The Risk of Elevated Radiation Dose in Complex Endovascular Procedures: Surgeon Education Improves Patient Safety
Melissa L Kirkwood, Gary M Arbique, Jeffrey B. Guild, Carlos Timaran, R. James Valentine, Jayer Chung, Jon A Anderson
UT Southwestern Medical Center, Dallas, TX
Background: Complex endovascular procedures (CEP) such as fenestrated endovascular aneurysm repair (FEVAR) are associated with higher radiation doses compared to other fluoroscopically-guided interventions (FGI). The purpose of this study was to determine whether surgeon education on radiation dose control can lead to lower reference air kerma (RAK) and peak skin dose (PSD) levels in high-dose procedures.

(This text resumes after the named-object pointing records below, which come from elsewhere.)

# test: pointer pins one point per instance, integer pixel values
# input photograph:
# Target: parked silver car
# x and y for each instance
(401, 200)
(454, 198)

Methods: Radiation dose and operating factors were recorded for FGI performed in a hybrid room over a 17-month period. Cases exceeding 6 Gy RAK were investigated according to institutional policy. Information obtained from these investigations led to surgeon education consisting of personalized instruction as well as a one hour lecture focused on reducing patient dose. Points addressed included increasing table height, utilizing collimation and angulation, decreasing magnification modes and maintaining minimal patient to detector distance. Procedural RAK doses and operating factors were compared 8 months pre and 8 months post educational intervention using ANOVA with Tukey pairwise comparisons and T tests. Peak Skin dose (PSD) distributions were calculated using custom software employing input data from fluoroscopic machine logs.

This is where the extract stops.